We want our children to always have their eyes glaring and have motivated faces. Visit nature, make themselves aware of various environments including life through actual experience, work in the sun, play, get hungry and eat, sleep well…We believe that a motivated and lovely look comes from this positive cycle.

feature: 1Characteristics of Doronko food education

Nutrition Education01Walk, walk, walk.
And play outdoors even in summer.

At Doronko, we are particular about “walking a long distance ”and“ playing outdoors throughout the year.” We increase the walking distance gradually from April, aiming at walking 4Km round trip for 2 year old children and 10Km round trip for 4-5 year old children. Trees are planted in the garden to make shades, sprinklers and mists installed, rockery with height difference, cool clay pipes, etc. …. We are trying to make arrangements so that children can play in the courtyard even in summer.
Children make various discoveries, touch the seasonal nature, move a lot, and develop the appetite.

Nutrition Education02Working in the fields and making furrows.

Field work is the closest activity necessary for living. Watching the nursery teacher who plows with hoes, shovels and scoops, the children cultivate themselves and make furrows. Doronko organizes training in the making of furrows organized by staff every March. The annual agricultural plan for each nursery school is also created for 0 year olds and 1 year olds. Children who enter Doronko start by touching the soil and playing in the mud. The plant couldn’t bear the fruit because there was an insect. Just before harvesting, a 0 year old child touched a green pepper and fell off. Such failures are experiences. The best part of field work is that you can experience the Sense of Wonder including natural science.

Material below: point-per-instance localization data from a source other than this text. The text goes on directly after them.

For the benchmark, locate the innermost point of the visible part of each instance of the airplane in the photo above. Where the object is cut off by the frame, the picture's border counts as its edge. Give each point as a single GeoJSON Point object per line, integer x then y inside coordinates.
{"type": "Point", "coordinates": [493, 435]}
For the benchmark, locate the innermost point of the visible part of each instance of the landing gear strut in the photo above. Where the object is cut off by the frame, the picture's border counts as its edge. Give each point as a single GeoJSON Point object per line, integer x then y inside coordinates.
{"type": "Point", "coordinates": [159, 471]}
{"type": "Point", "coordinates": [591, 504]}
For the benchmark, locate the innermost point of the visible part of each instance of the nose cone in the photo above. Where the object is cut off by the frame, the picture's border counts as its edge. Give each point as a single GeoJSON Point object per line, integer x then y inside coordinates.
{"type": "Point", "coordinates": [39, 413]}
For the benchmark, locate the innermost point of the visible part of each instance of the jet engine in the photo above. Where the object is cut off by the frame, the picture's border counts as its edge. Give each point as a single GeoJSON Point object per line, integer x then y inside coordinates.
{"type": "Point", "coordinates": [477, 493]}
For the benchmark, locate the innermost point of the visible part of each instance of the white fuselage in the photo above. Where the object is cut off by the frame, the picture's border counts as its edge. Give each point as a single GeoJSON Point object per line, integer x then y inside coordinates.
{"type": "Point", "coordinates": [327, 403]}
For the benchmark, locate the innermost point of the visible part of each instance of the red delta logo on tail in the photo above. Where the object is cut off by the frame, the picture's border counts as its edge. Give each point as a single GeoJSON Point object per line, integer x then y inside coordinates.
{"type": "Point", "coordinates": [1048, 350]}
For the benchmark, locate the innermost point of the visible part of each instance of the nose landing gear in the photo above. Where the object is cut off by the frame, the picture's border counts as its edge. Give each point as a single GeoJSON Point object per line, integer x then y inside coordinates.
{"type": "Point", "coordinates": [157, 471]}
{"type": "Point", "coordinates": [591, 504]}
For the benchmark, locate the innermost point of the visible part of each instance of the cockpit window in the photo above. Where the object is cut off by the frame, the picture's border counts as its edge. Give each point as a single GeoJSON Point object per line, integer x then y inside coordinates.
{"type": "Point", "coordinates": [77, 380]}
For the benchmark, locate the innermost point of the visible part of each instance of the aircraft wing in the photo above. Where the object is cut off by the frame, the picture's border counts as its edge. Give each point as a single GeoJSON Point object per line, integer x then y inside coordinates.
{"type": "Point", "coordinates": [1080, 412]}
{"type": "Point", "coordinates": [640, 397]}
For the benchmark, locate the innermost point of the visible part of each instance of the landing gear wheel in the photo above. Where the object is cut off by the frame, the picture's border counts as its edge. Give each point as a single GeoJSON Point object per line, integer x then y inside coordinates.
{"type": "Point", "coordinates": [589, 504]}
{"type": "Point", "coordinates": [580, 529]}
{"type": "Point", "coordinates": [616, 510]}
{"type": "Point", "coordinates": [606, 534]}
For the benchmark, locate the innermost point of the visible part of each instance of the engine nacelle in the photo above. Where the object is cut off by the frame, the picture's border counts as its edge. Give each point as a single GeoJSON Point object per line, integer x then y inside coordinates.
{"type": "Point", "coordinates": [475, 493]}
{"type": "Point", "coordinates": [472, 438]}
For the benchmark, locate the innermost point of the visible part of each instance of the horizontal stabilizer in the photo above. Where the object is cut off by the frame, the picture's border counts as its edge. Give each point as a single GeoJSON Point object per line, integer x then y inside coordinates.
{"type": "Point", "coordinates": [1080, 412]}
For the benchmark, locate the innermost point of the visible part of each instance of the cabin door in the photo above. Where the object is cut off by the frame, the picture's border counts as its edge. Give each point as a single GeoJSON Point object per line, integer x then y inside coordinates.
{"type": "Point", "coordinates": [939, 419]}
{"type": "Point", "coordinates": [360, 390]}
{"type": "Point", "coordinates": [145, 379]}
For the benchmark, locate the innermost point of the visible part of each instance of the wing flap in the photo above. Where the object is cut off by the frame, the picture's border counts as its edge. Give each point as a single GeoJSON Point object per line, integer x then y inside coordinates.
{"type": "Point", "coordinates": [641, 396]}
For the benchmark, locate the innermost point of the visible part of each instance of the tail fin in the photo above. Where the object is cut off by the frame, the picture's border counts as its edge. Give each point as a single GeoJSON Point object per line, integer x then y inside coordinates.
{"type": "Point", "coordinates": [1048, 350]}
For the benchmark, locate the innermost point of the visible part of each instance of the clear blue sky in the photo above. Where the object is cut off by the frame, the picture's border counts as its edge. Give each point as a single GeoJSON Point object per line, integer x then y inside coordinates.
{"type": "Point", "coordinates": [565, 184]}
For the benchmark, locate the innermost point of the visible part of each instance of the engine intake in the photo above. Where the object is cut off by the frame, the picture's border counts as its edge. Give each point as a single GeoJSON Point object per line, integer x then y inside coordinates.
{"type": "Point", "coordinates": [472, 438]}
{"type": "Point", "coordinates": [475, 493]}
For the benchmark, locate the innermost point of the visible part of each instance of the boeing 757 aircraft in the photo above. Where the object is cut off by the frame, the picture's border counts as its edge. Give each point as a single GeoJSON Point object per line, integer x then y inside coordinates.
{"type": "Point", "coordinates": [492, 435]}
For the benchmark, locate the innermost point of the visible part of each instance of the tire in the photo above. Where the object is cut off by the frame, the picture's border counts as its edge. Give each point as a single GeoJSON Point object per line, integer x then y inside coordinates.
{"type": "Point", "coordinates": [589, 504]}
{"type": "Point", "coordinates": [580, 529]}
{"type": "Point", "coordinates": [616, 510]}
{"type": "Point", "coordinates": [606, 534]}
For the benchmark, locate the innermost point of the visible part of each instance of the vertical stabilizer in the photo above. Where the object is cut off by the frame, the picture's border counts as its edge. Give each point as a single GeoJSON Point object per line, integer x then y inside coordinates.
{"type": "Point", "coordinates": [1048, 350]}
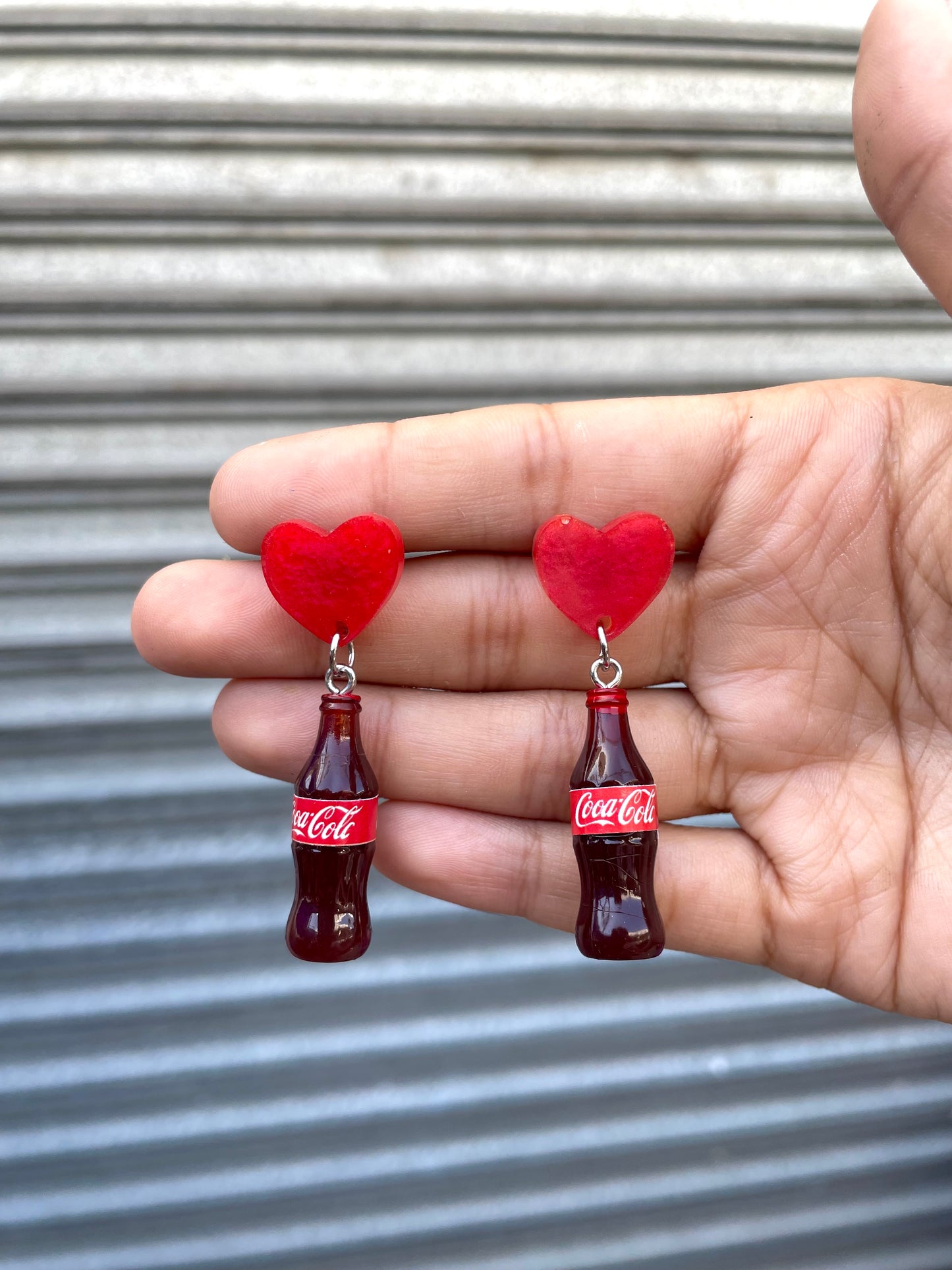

Nutrition Education03Eat with a child of a different age.
Eat with adults.

At Doronko, like children, large children, small children, and children with disabilities are all living together. We aim to become a group that can recognize individuality such as strength, weakness, dexterity, and clumsiness with various children. The teachers see not only the children in charge, but all the children. People are born with the instinct to protect themselves from poison and rotten things, as it is said to have a bitter and sour taste recognition from birth. Children will be able to eat with peace of mind when they see the surrounding adults such as nursery teachers, specialists, cooks, and facility managers eating deliciously. Of course, it is also important for the cook to think about how to provide food by watching the children eat.

Nutrition Education04Children serve themselves.
Adults do not serve.
For children who cannot do by themselves, those who can do it for them.

At Doronko, serving meals for younger children is a role for elder ones. Although this is not an assignment from teacher. As they work together, they experience situations where they rely on each other, express their own thinking, exchange opinions, accept the method of others, in order to make things advance.
We practice the education of relying on each other, conflicting with each other, and teaching each other.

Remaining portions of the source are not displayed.